Outsourcing has become standard in manufacturing. But according to a recent study concerning the service sector, it's still something of a novelty in Germany, though that's rapidly changing.
Indians assume the lion's share of German service jobs sent abroad
In the early 1900s, Henry Ford revolutionized manufacturing when he introduced the assembly line to build cars. The 1980s saw the next revolution: subcontractors took over part of the manufacturing process. Outsourcing has now taken hold of the service sector, where it's called "offshoring." Deutsche Bank and the IT organization BITKOM presented a study on the effects of this change for the German workforce on Tuesday in Berlin that suggests that German IT students may want to shift their emphasis.
Germany's offshoring sales volume currently amounts to about 600 million euros ($723 million). An increase of more than 20 percent is expected over the next five years, and it's a development that can't be halted, according to BITKOM Vice President Jörg Menno Harms.
"We can decide whether we want to react to globalization passively -- as victims -- or actively by having a say in the future division of labor in the world," Harms said. "Offshoring shouldn't be a taboo topic. We've got to acknowledge that companies use offshoring to keep up and to improve their international competitiveness."
Due to the change, young computer scientists with fresh degrees in hand are likely to discover they can only get work in the sector as highly specialized experts with experience in project management or as consultants and customer advisors. Mere programmers are simply not needed in Germany, since their work is now done in India, Ireland and Israel.
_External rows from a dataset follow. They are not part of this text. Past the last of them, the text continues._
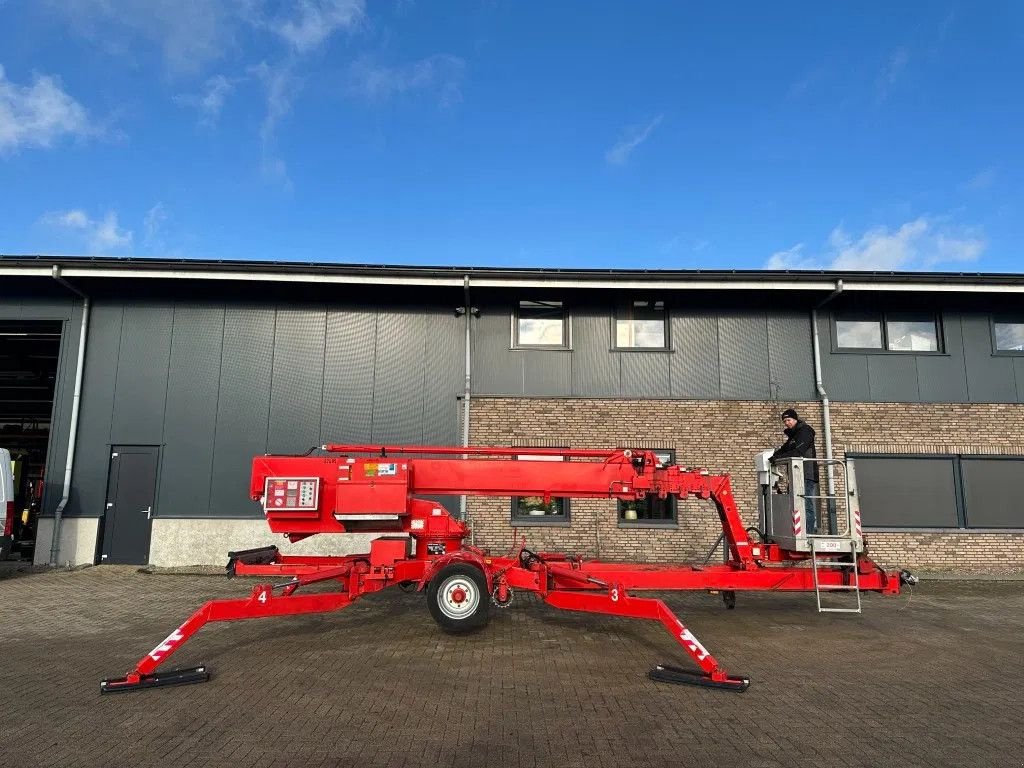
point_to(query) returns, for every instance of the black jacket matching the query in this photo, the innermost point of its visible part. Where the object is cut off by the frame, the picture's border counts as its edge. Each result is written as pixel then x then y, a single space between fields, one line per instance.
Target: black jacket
pixel 800 442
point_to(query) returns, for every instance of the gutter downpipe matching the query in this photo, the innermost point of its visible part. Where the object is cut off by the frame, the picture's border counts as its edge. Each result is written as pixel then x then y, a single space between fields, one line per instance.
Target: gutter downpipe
pixel 76 407
pixel 467 390
pixel 825 408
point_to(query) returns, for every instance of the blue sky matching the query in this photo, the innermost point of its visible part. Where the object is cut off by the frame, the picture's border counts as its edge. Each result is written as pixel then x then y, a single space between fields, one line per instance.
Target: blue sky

Relocating jobs abroad continues to be at the heart of heated discussions in Germany. The fact that only 570 of the 4,000 companies contacted for the study participated illustrates how touchy it is. Despite promises of anonymity, many companies were concerned about their image.
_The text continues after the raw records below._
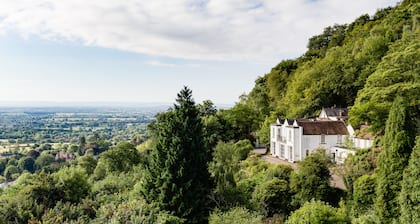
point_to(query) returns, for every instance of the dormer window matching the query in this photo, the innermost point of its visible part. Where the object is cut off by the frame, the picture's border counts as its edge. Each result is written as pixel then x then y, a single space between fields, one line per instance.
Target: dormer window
pixel 322 139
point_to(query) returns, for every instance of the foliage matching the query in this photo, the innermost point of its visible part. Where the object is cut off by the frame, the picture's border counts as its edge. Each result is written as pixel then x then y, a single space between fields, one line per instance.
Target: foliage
pixel 273 197
pixel 121 158
pixel 364 194
pixel 27 163
pixel 398 143
pixel 264 131
pixel 311 181
pixel 359 164
pixel 177 178
pixel 242 121
pixel 316 212
pixel 409 199
pixel 368 218
pixel 73 184
pixel 235 215
pixel 397 74
pixel 10 171
pixel 44 160
pixel 88 163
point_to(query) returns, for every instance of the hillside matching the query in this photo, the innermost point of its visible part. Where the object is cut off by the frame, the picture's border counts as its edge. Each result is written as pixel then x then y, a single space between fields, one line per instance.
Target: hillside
pixel 362 65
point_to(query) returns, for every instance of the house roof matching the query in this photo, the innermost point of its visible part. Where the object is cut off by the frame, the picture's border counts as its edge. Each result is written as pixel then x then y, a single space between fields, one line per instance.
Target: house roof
pixel 318 127
pixel 336 112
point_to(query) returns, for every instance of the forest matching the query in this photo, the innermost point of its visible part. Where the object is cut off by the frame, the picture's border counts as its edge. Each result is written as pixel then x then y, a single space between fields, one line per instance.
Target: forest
pixel 197 164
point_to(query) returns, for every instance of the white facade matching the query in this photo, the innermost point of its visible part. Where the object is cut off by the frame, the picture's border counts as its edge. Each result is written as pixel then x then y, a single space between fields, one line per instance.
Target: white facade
pixel 289 142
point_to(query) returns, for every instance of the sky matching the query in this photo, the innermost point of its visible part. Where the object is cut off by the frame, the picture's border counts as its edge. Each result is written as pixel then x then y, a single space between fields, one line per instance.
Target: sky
pixel 146 51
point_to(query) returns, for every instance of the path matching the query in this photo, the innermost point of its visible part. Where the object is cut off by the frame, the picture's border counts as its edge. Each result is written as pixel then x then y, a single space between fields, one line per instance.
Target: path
pixel 336 180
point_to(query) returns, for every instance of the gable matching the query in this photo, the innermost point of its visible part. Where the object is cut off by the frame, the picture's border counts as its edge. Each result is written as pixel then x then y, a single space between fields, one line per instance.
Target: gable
pixel 323 127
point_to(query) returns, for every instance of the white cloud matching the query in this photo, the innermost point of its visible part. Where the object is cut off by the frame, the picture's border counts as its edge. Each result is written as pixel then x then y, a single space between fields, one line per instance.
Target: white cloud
pixel 241 30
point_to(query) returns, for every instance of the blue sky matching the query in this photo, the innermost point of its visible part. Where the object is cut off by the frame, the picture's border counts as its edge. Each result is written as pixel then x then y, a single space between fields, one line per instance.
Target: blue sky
pixel 145 51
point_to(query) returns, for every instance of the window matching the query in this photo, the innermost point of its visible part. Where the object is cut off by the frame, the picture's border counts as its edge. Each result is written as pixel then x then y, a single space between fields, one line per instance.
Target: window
pixel 282 151
pixel 322 139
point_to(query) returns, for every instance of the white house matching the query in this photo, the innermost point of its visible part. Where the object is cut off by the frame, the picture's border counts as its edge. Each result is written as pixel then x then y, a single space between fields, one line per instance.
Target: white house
pixel 293 140
pixel 334 114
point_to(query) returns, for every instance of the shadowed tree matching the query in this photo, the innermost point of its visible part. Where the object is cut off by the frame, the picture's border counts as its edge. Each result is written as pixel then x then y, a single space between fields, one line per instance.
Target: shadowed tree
pixel 398 143
pixel 177 178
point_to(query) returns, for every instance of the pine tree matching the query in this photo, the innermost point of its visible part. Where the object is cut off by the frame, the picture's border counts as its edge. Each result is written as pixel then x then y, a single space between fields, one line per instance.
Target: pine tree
pixel 177 178
pixel 409 196
pixel 398 141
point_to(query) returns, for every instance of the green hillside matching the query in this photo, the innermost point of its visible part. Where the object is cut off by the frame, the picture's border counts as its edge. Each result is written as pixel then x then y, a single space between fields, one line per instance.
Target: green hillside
pixel 362 65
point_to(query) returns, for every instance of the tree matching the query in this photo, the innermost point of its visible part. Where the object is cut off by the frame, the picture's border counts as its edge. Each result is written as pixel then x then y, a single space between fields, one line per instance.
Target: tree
pixel 273 197
pixel 73 183
pixel 311 181
pixel 235 215
pixel 176 177
pixel 397 146
pixel 27 163
pixel 9 171
pixel 224 166
pixel 121 158
pixel 43 160
pixel 317 212
pixel 410 188
pixel 364 194
pixel 243 120
pixel 88 163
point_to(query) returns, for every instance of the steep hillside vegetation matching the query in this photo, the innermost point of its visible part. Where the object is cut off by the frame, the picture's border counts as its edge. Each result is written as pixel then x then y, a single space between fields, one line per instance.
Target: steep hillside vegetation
pixel 362 65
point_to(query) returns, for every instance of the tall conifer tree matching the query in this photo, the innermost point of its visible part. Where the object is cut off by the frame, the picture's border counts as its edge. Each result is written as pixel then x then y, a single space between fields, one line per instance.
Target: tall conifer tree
pixel 177 178
pixel 409 196
pixel 398 142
But, the study actually showed that offshoring doesn't necessarily have a negative effect on the jobs that remain in Germany. On the contrary, the savings allow the companies to grow and to hire more employees, Harms said.
Not always feasible
Though India is still the main destination for offshoring projects -- it has 90 percent of the western European market -- contractors from eastern Europe are gaining ground, the study showed.
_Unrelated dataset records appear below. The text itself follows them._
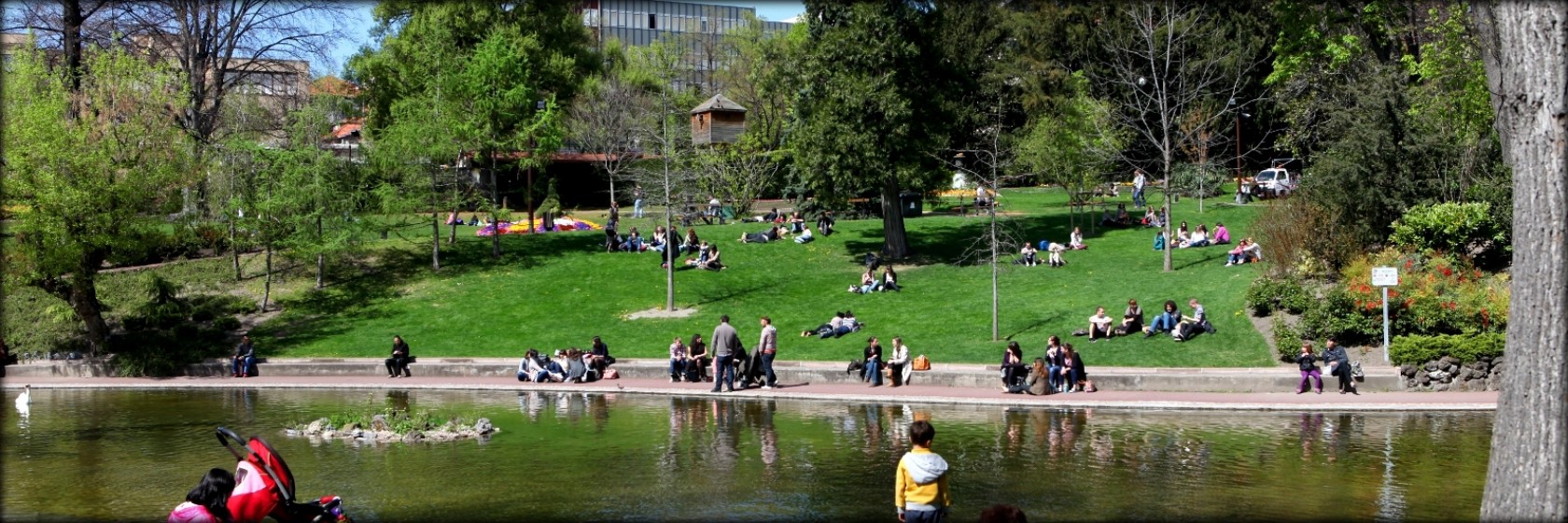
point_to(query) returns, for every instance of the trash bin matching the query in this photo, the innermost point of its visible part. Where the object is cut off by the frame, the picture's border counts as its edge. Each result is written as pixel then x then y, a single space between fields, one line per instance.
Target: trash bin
pixel 911 203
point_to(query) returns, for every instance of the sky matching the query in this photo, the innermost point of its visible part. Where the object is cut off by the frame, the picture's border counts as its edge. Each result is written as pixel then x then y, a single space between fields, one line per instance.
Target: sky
pixel 361 22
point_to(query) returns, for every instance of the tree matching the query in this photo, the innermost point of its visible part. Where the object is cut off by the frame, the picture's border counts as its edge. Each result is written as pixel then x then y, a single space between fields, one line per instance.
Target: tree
pixel 871 107
pixel 1171 68
pixel 88 184
pixel 1526 57
pixel 504 110
pixel 606 120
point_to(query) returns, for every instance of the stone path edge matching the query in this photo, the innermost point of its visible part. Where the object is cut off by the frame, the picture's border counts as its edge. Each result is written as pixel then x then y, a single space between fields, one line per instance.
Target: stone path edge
pixel 1054 401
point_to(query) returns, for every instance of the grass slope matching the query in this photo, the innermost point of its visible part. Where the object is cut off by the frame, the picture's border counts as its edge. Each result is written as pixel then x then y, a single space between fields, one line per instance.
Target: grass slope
pixel 560 290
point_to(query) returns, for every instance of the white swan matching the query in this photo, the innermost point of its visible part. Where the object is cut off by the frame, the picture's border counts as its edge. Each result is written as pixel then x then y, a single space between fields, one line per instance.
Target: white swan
pixel 22 403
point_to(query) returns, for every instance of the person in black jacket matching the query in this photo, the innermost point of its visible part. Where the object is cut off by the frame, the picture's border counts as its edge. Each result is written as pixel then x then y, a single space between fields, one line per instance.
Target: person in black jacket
pixel 1014 370
pixel 397 364
pixel 874 361
pixel 1339 364
pixel 1308 364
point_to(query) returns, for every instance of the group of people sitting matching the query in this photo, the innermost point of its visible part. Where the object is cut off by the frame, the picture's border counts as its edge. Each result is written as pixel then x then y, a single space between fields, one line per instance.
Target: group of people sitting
pixel 872 283
pixel 1170 320
pixel 568 364
pixel 837 325
pixel 1058 371
pixel 1200 237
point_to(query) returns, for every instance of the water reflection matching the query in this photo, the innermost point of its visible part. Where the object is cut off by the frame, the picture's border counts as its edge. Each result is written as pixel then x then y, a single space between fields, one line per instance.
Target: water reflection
pixel 85 454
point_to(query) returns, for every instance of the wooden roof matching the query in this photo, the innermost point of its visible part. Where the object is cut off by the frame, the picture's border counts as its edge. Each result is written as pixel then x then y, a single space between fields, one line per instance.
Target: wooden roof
pixel 719 103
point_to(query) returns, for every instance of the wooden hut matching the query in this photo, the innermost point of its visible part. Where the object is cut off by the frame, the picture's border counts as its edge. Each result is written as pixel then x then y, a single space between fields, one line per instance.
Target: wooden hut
pixel 719 120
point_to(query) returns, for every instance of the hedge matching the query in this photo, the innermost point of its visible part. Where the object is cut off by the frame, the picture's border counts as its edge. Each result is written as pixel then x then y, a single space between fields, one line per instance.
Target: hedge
pixel 1464 347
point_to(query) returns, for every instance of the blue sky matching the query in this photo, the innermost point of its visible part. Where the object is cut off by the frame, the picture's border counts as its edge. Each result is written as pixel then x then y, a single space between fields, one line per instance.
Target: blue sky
pixel 359 25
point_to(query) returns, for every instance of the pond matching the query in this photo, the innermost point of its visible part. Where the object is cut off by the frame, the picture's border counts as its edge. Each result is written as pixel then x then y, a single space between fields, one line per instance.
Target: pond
pixel 132 454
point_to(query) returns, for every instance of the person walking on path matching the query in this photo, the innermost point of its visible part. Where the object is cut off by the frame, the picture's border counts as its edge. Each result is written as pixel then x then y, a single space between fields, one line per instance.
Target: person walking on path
pixel 874 361
pixel 397 364
pixel 1137 189
pixel 1339 364
pixel 637 202
pixel 769 346
pixel 244 357
pixel 899 363
pixel 725 345
pixel 1308 364
pixel 921 484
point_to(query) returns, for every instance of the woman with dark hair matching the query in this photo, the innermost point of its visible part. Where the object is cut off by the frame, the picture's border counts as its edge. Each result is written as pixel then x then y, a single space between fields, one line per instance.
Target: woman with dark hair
pixel 207 502
pixel 1166 320
pixel 696 359
pixel 1014 366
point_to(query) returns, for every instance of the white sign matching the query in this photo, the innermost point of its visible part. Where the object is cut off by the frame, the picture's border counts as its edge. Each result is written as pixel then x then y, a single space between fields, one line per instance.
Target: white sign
pixel 1385 276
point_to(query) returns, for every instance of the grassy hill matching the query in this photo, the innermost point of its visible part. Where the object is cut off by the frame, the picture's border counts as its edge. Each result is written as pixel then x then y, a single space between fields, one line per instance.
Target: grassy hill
pixel 560 290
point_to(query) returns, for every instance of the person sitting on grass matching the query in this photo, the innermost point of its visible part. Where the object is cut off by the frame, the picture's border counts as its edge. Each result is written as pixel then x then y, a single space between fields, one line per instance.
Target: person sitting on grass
pixel 701 255
pixel 1056 255
pixel 692 244
pixel 1131 319
pixel 1166 320
pixel 867 283
pixel 1198 237
pixel 1239 253
pixel 1071 370
pixel 678 360
pixel 805 236
pixel 1098 325
pixel 712 260
pixel 889 280
pixel 634 242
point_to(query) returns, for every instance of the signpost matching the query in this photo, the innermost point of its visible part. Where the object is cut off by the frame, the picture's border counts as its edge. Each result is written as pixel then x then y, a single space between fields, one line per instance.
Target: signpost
pixel 1385 276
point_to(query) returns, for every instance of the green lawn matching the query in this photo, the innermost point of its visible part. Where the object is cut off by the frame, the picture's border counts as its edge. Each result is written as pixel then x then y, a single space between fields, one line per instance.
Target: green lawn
pixel 560 290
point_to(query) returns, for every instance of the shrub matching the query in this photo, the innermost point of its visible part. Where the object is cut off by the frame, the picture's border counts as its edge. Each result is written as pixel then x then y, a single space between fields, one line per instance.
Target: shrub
pixel 1455 228
pixel 1267 294
pixel 1463 347
pixel 1286 340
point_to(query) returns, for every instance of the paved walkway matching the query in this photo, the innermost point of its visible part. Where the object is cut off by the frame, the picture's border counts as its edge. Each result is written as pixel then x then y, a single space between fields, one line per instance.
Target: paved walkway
pixel 828 391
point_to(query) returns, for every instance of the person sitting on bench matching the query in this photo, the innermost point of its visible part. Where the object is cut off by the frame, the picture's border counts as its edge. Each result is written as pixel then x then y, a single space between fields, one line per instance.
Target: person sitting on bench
pixel 397 364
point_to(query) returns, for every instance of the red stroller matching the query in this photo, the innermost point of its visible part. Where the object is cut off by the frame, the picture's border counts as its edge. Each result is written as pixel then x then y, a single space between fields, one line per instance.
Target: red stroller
pixel 264 486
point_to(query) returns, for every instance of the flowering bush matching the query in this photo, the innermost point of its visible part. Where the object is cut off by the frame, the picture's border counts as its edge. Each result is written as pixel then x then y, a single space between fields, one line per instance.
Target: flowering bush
pixel 1435 295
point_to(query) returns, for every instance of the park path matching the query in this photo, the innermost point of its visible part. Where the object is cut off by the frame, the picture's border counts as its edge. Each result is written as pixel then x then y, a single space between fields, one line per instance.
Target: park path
pixel 1330 401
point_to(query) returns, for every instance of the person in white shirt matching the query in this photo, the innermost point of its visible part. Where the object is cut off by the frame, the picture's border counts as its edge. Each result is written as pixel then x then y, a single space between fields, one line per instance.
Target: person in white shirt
pixel 899 363
pixel 1098 325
"We do feel a cultural proximity to eastern European countries," one of the study's authors, Jürgen Schaaf, said. "The great advantage the US and Britain have in India is a common language. That's an advantage Germans don't have in India. But in many eastern European countries, German is spoken well enough to communicate on a working level."
In its own attempts to send jobs offshore, Deutsche Bank discovered firsthand the importance of language for the service sector. The bank tried to establish a call-center abroad, but ended up leaving again because customers weren't satisfied.
Deutsche Bank chief economist Norbert Walter
"You learn that many languages are spoken all over the world, but often in such a manner that only locals can understand them, not our customers," said Deutsche Bank chief economist Norbert Walter (photo).
Now, one of the bank's two global call-centers is located in Berlin.
The way of the future?
But it's not only customer services, bookkeeping and personnel that are prey to offshoring. About 40 percent of the firms questioned in the study said they'd partly offshored research and development as well. But in this case, cost efficiency wasn't the only reason. There just aren't enough highly specialized experts in Germany and that's what the country needs, Walter said.
In view of all the schools that -- due to Germany's low birth rate -- are expected to stand empty in the future, the country could start making a name for itself as a global contractor of education," Walter suggested. Germany could make a name for itself for "inshoring" instead of offshoring.